The Federal Reserve System Repays the Treasury Most of the Interest It Collects From the Treasury

Recently by Gary North: When Frankie Met Johnny: The 1934 Meeting of Roosevelt and Keynes

Most critics of the Federal Reserve believe that the central bank earns enormous profits as a result of its legal authority to create money. I have tried to correct this misconception for almost 40 years. I keep trying.

The Federal Reserve System does create money to buy U.S. Treasury debt. The Treasury does pay interest to the Federal Reserve on this debt. But the FED does not keep most of this money. It repays the Treasury, after deducting operating expenses: a few billion dollars per year. In 2008, this was a little over $4 billion, or 13% of revenues.

Here is the latest document from the FED: The Federal Reserve Banks: Combined Financial Statements as of and for the Years Ended December 31, 2008 and 2007 and Report of Independent Auditors. The columns appear on page 2. The 2008 figures are in the left-hand column. The 2007 figures are in the right-hand column. According to this audited report, the FED paid the Treasury over $31 billion in 2008.

Yes, the FED is audited. It is audited each year by a large accounting firm. This job rotates each year to another firm. The FED determines what the firms are shown and what they are not shown, e.g., the actual gold held by the FED on behalf of the U.S. government. (The firms are not shown the gold. No agency is ever shown the gold, including Congress.)

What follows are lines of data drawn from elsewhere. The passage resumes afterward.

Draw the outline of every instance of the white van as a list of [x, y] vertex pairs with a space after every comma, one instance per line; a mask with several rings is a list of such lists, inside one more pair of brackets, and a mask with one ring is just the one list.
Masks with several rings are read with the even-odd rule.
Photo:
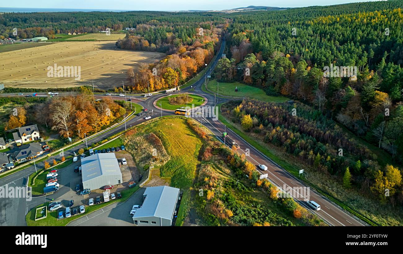
[[320, 210], [320, 206], [319, 205], [318, 203], [315, 202], [314, 201], [306, 201], [308, 205], [314, 209], [316, 211], [319, 211]]
[[259, 165], [259, 168], [264, 171], [267, 170], [267, 166], [265, 165]]

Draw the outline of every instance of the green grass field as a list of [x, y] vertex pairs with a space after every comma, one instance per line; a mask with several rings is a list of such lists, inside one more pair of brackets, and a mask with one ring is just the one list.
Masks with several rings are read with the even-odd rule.
[[[204, 90], [204, 86], [202, 86]], [[235, 91], [238, 88], [238, 92]], [[217, 92], [217, 80], [213, 80], [207, 83], [207, 88], [210, 91]], [[289, 100], [282, 96], [269, 96], [261, 89], [238, 82], [218, 82], [218, 94], [234, 97], [246, 97], [262, 101], [283, 102]]]
[[[192, 104], [194, 104], [195, 107], [198, 107], [202, 105], [204, 102], [204, 98], [201, 96], [189, 94], [189, 96], [193, 98], [193, 101], [190, 103], [187, 104], [181, 104], [181, 105], [172, 105], [170, 104], [169, 101], [168, 100], [168, 98], [169, 97], [177, 97], [179, 96], [179, 95], [175, 94], [162, 98], [157, 101], [157, 106], [161, 107], [164, 109], [175, 110], [177, 109], [180, 109], [181, 107], [186, 107], [187, 106], [191, 107]], [[160, 106], [160, 103], [161, 104]]]

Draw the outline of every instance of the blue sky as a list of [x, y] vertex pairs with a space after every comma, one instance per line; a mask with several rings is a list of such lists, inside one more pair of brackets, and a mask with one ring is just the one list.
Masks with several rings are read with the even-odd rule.
[[135, 10], [181, 10], [232, 9], [249, 5], [280, 7], [296, 7], [313, 5], [330, 5], [365, 0], [18, 0], [4, 1], [3, 7]]

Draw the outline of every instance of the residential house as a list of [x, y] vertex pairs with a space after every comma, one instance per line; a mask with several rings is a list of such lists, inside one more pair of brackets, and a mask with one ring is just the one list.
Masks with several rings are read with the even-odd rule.
[[39, 143], [33, 143], [25, 145], [21, 149], [14, 153], [14, 158], [18, 162], [32, 160], [43, 154], [44, 151]]
[[18, 131], [12, 133], [12, 137], [16, 143], [25, 143], [40, 139], [39, 130], [36, 124], [18, 128]]

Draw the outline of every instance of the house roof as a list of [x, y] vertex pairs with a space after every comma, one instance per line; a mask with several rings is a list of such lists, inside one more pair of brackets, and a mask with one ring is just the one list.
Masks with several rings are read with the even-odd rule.
[[10, 162], [8, 160], [8, 156], [6, 153], [0, 153], [0, 165], [6, 164]]
[[[20, 137], [22, 137], [24, 134], [25, 135], [30, 135], [34, 131], [39, 132], [39, 130], [38, 129], [38, 126], [36, 124], [27, 125], [23, 127], [19, 127], [18, 128], [18, 132], [20, 134]], [[14, 135], [14, 133], [12, 135]]]
[[4, 139], [2, 137], [0, 137], [0, 145], [5, 145], [6, 142], [4, 141]]
[[21, 145], [21, 149], [14, 153], [14, 156], [16, 159], [19, 160], [36, 155], [38, 152], [42, 151], [40, 144], [33, 143]]
[[133, 219], [155, 216], [171, 219], [179, 196], [179, 189], [169, 186], [149, 187], [143, 194], [144, 202]]
[[121, 174], [113, 153], [96, 154], [81, 159], [83, 182], [102, 175]]

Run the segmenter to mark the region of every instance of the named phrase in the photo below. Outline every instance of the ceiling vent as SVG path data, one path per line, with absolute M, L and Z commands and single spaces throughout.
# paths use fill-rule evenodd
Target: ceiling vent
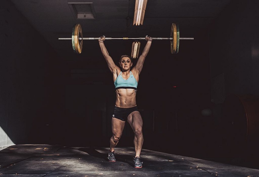
M 78 19 L 94 19 L 94 9 L 92 2 L 68 2 L 75 17 Z

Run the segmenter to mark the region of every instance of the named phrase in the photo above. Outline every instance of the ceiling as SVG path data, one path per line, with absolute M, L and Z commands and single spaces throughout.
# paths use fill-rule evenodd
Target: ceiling
M 58 38 L 71 37 L 76 23 L 81 24 L 84 37 L 168 37 L 172 23 L 179 24 L 180 37 L 192 37 L 232 1 L 149 0 L 143 25 L 136 26 L 134 0 L 11 0 L 53 48 L 63 53 L 73 51 L 72 44 Z M 95 19 L 76 19 L 68 3 L 76 2 L 92 2 Z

The author of the typical anti-FED article does not know this. He assumes that the FED pockets all the money. It doesn’t.

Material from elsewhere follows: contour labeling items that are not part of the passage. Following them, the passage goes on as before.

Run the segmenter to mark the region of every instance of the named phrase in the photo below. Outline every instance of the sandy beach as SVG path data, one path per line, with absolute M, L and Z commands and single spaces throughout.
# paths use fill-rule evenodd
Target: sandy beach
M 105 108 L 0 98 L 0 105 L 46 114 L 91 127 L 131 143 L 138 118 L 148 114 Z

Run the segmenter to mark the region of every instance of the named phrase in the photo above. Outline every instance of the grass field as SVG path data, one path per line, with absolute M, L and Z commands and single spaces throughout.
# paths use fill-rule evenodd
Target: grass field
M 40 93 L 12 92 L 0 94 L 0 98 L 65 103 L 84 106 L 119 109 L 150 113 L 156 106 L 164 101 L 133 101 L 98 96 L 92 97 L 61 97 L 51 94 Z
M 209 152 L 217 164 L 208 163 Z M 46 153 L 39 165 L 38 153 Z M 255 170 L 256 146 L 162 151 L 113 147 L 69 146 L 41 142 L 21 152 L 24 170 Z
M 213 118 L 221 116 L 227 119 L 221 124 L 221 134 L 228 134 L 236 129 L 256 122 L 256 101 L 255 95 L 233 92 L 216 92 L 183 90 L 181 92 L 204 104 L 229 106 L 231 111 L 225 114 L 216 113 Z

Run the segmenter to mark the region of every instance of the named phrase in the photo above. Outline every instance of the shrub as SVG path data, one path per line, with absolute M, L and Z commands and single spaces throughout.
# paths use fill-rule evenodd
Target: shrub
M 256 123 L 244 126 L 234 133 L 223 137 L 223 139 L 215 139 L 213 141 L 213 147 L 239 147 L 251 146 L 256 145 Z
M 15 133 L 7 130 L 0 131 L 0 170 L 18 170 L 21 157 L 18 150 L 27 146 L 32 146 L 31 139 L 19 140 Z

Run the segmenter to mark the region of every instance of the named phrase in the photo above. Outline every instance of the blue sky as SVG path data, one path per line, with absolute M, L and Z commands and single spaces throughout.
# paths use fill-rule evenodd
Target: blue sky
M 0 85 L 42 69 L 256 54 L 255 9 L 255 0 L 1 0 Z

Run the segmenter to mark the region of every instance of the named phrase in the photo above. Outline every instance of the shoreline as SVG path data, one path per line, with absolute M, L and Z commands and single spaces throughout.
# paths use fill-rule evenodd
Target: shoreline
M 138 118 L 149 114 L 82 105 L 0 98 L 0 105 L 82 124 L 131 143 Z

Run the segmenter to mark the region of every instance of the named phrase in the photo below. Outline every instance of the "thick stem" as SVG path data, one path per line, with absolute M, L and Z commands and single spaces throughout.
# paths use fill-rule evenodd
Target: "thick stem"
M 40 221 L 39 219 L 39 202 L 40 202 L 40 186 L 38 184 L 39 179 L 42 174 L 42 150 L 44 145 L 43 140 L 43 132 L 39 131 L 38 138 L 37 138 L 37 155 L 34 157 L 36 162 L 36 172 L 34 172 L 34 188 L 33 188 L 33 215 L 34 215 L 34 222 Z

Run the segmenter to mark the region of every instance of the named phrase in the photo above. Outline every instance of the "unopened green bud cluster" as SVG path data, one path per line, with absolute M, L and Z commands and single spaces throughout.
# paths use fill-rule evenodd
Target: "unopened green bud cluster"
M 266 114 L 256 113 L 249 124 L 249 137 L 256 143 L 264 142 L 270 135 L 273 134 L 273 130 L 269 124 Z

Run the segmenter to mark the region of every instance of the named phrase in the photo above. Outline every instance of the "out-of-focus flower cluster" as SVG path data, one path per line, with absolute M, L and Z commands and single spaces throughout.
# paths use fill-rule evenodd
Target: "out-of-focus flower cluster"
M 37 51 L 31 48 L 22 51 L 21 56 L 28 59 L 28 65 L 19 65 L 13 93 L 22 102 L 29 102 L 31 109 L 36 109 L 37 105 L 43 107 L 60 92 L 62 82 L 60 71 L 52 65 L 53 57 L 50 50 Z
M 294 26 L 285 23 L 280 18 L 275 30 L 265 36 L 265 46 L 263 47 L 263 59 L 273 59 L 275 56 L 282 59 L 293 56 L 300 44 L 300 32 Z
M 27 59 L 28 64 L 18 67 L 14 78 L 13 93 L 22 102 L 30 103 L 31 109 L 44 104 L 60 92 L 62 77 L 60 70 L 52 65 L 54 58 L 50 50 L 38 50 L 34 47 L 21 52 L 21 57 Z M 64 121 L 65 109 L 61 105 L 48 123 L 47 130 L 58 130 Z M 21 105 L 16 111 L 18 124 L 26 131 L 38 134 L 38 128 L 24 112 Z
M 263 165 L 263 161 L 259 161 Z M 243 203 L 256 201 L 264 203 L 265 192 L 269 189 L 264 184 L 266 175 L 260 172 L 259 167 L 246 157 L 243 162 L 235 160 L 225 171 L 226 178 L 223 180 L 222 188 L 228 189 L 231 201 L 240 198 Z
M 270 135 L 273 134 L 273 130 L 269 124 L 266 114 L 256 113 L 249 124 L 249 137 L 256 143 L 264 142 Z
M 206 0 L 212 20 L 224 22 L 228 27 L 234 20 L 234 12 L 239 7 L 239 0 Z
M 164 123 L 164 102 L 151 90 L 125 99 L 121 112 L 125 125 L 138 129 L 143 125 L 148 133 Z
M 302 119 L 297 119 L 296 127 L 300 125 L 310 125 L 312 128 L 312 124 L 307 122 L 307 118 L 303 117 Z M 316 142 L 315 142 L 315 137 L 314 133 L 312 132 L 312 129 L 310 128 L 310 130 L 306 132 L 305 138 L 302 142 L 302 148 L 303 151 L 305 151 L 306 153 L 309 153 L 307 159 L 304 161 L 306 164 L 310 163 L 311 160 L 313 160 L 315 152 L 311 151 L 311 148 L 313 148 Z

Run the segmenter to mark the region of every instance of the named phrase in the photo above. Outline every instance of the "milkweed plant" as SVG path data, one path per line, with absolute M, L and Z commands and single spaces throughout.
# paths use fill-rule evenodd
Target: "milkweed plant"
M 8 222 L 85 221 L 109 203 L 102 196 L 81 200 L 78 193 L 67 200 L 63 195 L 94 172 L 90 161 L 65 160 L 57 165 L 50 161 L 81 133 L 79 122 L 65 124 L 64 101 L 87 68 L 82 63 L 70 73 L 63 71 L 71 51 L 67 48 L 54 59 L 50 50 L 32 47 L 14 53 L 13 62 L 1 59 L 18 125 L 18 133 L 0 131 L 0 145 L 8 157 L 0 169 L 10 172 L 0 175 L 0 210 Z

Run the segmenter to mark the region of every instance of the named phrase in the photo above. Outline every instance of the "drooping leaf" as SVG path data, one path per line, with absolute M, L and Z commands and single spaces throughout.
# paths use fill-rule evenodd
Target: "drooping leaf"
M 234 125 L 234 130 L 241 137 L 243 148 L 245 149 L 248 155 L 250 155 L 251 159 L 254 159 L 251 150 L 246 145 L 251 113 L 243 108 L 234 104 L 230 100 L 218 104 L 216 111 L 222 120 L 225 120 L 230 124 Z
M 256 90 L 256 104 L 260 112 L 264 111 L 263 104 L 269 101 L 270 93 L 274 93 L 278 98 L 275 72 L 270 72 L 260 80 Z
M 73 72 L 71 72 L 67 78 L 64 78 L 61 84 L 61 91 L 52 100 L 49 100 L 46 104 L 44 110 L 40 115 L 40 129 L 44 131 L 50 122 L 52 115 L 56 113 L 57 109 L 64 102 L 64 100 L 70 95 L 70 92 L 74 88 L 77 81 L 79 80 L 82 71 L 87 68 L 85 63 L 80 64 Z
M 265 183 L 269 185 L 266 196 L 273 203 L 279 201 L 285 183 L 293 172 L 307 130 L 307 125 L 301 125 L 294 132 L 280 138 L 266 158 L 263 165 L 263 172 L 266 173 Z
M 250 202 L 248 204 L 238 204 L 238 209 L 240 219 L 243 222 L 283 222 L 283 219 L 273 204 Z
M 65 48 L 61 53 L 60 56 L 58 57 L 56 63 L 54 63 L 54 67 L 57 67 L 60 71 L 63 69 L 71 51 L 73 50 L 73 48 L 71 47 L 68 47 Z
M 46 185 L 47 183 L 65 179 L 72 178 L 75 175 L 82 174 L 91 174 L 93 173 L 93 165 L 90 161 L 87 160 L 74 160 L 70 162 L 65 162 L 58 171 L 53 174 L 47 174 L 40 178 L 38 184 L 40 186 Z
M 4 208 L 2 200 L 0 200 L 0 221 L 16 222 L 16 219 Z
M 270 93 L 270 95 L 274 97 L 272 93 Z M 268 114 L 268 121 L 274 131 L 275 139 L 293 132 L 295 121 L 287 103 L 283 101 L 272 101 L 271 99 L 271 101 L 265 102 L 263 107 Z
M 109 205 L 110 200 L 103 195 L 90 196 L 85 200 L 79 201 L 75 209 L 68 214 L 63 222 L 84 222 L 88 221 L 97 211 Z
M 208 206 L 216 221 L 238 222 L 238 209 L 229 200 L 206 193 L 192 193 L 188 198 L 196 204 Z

Some of the articles insist that the Rothschilds own the FED. They don’t. Member banks do.

Almost none of the authors analyze the FED as (1) the enforcing arm of a huge cartel and (2) lender of last resort to the largest banks. Yet this is the heart of the Federal Reserve System’s function. It protects the largest banks. It always has.

It restricts entry into the field. This is another feature of every cartel: government-restricted entry. This protects above-market returns for members of the cartel.

This means that the Federal Reserve System is a government agency. Anyhow, the Board of Governors is. Look at its site. Its suffix is .gov. The regional banks are all .org.

Turn to any first-year college textbook in economics. Read the chapter on the economics of cartels. Then read the chapter on the Federal Reserve System. There is a total disconnect. The chapter on cartels describes the cartel as benefiting the members by reducing competition. The more free market—oriented textbooks will describe the cartel as reducing efficiency by reducing consumer choice. It may even dispute the claim of every cartel, that it furthers the public good.

The chapter on the FED describes it as an agency favoring the public good. It does not mention the analysis on the chapter on cartels. Yet the analysis of the chapter on cartels fits the FED quite well.

There is widespread ignorance regarding the FED. If you want to understand how the FED works, and what the economic implications are, read these free books on the FED, written by Murray Rothbard, a free market economist who really did understand the FED. Begin here: The Case Against the FED. Then read his textbook on money and banking, The Mystery of Banking. Then read his history of the origins of the FED. See Part 2 of his History of Money and Banking in the U.S.

Finally, read the booklet published by the Federal Reserve Bank of Chicago, Modern Money Mechanics. The booklet shows how the fractional reserve process works. It’s straight from the horse’s mouth! (It has been out of print for many years. Hooray for the Web!)